Virginia broke open a close game with an 8-0 run in the final 2:23 of the first half to build a 37-25 halftime lead, getting four points each from Franklin and Gardner during that stretch — with all of those points coming in the paint.
Before the start of the second half, Tyson gathered his Tigers teammates together on the court and gave an impassioned speech, imploring them to play harder.
But Clemson came up empty on its first five possessions of the second half while Virginia continued to pound away inside, opening an 18-point advantage and bringing the crowd to its feet with chants of “UVA! UVA!”
Clemson’s first field goal of the second half didn’t come until nearly four minutes in on a driving layup by Tyson, snapping a scoring drought of 7:49.
Virginia stretched its lead to 52-29 behind a powerful two-handed dunk by Kadin Shedrick off a pick-and-roll feed from Reece Beekman, and the Tigers never challenged again.

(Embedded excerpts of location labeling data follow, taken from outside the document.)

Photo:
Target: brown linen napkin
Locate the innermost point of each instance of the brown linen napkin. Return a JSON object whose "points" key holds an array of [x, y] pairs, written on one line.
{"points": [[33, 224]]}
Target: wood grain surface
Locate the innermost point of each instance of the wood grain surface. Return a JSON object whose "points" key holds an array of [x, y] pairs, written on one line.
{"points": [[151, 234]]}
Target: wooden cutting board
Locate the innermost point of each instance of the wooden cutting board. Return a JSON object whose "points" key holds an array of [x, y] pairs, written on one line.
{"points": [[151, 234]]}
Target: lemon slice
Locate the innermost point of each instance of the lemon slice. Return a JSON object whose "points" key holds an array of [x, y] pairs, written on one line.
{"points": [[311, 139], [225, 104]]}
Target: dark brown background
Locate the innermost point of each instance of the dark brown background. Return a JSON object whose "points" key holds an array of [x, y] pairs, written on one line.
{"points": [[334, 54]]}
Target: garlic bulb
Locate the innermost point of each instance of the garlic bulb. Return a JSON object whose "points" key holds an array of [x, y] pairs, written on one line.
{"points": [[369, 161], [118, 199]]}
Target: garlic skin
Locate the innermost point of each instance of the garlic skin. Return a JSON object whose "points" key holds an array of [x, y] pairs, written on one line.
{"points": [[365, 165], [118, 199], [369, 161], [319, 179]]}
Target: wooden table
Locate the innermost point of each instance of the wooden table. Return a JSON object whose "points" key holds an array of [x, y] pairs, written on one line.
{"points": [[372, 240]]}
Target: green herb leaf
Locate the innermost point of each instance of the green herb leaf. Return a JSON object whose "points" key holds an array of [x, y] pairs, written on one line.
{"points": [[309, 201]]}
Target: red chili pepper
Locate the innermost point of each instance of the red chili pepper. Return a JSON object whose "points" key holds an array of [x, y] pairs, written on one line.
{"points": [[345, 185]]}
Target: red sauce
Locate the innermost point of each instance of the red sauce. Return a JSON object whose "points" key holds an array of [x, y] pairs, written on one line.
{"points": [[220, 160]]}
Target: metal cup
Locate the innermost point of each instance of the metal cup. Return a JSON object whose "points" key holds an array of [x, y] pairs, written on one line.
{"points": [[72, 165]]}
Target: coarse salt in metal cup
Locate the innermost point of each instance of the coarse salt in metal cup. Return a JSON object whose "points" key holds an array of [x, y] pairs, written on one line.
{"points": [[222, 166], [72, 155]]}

Frustration began to mount a short while later, with Tigers coach Brad Brownell getting a technical for shouting at the referees.
A RARE CHAMPIONSHIP
Virginia and Duke both have had plenty of success over the years, but they’ve only met once before in the ACC title game, with the Cavaliers winning 72-63 in 2014 behind MVP Joe Harris.
BIG PICTURE
Clemson: The Tigers are a good team — better than a lot of people think — but questions remain over whether they’ve done enough to earn an NCAA Tournament bid. Normally, a third place finish in the ACC regular season gets you into the Big Dance, but this is a down season for the ACC and with Duke, Miami and Virginia already locks to make it, the Tigers will have to sweat this one out on selection Sunday.

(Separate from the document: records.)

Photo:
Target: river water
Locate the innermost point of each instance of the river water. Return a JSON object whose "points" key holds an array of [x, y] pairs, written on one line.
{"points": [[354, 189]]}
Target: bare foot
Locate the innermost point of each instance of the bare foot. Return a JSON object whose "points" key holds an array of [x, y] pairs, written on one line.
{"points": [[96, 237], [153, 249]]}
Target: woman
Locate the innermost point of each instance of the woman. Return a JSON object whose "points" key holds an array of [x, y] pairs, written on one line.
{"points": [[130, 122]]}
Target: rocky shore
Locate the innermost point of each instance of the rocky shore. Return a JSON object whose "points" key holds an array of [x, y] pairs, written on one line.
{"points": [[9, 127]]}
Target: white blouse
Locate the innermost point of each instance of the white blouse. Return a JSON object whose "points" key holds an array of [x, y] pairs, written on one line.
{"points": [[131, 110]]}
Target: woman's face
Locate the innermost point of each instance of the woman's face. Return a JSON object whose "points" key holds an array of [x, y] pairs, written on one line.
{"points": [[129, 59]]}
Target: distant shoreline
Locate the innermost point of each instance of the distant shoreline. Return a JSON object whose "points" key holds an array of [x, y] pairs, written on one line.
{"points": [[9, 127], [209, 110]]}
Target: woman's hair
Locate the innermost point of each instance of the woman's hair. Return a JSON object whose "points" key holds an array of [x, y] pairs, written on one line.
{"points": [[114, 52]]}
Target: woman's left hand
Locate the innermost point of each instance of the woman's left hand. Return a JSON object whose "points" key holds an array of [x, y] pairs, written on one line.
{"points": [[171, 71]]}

Noting Friday’s Semifinals – Game 2
- Virginia (25-6) moves on to face Duke (25-8) in Saturday night’s 8:30 p.m. championship game. Virginia won the regular-season meeting 69-62 in overtime on Feb. 11 in Charlottesville.

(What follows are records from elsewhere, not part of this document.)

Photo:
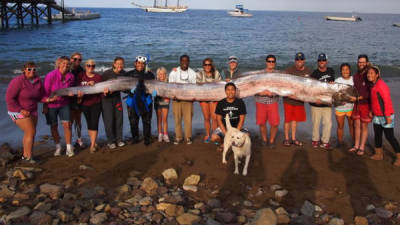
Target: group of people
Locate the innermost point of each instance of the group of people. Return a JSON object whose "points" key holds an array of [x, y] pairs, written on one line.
{"points": [[373, 104]]}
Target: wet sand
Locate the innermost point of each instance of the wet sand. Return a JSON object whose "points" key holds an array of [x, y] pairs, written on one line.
{"points": [[340, 182]]}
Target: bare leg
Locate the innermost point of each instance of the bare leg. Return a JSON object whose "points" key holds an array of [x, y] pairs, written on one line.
{"points": [[294, 127], [263, 132], [246, 165], [205, 108], [273, 132], [55, 134], [165, 119], [364, 135], [28, 126], [67, 132], [286, 130], [340, 124], [159, 120], [351, 127], [357, 133], [93, 137]]}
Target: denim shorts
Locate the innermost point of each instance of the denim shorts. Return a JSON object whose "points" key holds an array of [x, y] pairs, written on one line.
{"points": [[63, 112]]}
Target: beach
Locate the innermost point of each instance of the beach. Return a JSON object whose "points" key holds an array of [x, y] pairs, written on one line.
{"points": [[341, 183]]}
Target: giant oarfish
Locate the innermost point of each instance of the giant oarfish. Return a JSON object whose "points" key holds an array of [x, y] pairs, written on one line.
{"points": [[249, 84]]}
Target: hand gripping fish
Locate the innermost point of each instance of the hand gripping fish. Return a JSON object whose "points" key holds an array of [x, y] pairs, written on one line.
{"points": [[248, 84]]}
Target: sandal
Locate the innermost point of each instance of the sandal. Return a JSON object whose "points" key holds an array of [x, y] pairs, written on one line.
{"points": [[286, 143], [353, 149], [360, 152], [297, 143]]}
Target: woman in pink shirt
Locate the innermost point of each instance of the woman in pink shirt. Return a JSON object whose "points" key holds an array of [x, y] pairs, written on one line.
{"points": [[22, 96], [54, 80], [383, 112]]}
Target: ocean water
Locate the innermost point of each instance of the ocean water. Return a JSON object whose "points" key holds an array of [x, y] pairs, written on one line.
{"points": [[204, 33]]}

- Virginia is 46-64 all-time in the ACC Tournament and 20-24 in Greensboro. The Cavaliers are 16-9 in the ACC Tournament under current head coach Tony Bennett and 10-16 in ACC Tournament semifinals
- The Cavaliers are now 8-4 all-time as the tournament’s No. 2 seed.
- Virginia’s 25 wins are the most for the program since the NCAA Championship team of 2019 won 35. It is the Cavaliers’ sixth 25-game win season under current head coach Tony Bennett.
- The Cavaliers have won at least one game in the ACC Tournament a program-record nine consecutive years. Friday night’s win was Virginia's 15th in the tournament in the past 10 years. The program won 14 tournament games in the previous 24 years.
- With the win, Virginia’s Bennett moved into a tie for eighth place with Florida State’s Leonard Hamilton on the ACC Tournament’s coaching victories list with 16. Bennett passed three others Friday: NC State’s Everett Case, Virginia’s Terry Holland Georgia Tech’s Bobby Cremins, all of whom won 15 games in the event. All of the top seven on the list are in the Naismith Memorial Basketball Hall of Fame, the National Collegiate Basketball Hall of Fame or both.
- The championship game will be only the second of the past 20 contested by the No. 2 and No. 4 seeds. It will be the 10th such meeting all-time; the No. 2 leads 5-4.
- Virginia advances to the title game for the 10th time. The semifinal victory margin is the second-largest of the 10, surpassed only by a 29-point win over Georgia Tech at the Omni in Atlanta in 1983.
- Virginia committed six turnovers against the Tigers. That’s the Cavaliers' 11th straight game with fewer than 10.
- Virginia is 2-0 versus Clemson in 2022-23 after defeating the Tigers 64-57 in Charlottesville in the regular-season meeting on Feb. 28.
- The Cavaliers are 10-5 away from home this season, including a 4-0 mark on neutral courts.
- The Tigers slipped to 23-69 all-time in the New York Life ACC Tournament and to 9-28 in tourney games played in Greensboro. Clemson is now 2-12 in ACC Tournament semifinal games.
- Virginia is 82-53 all-time versus Clemson in a series that dates to the 1935-36 season, including an 8-1 mark in the ACC Tournament. The Cavaliers have won 14 of the last 15 meetings in the series, and Bennett is now 16-4 versus the Tigers.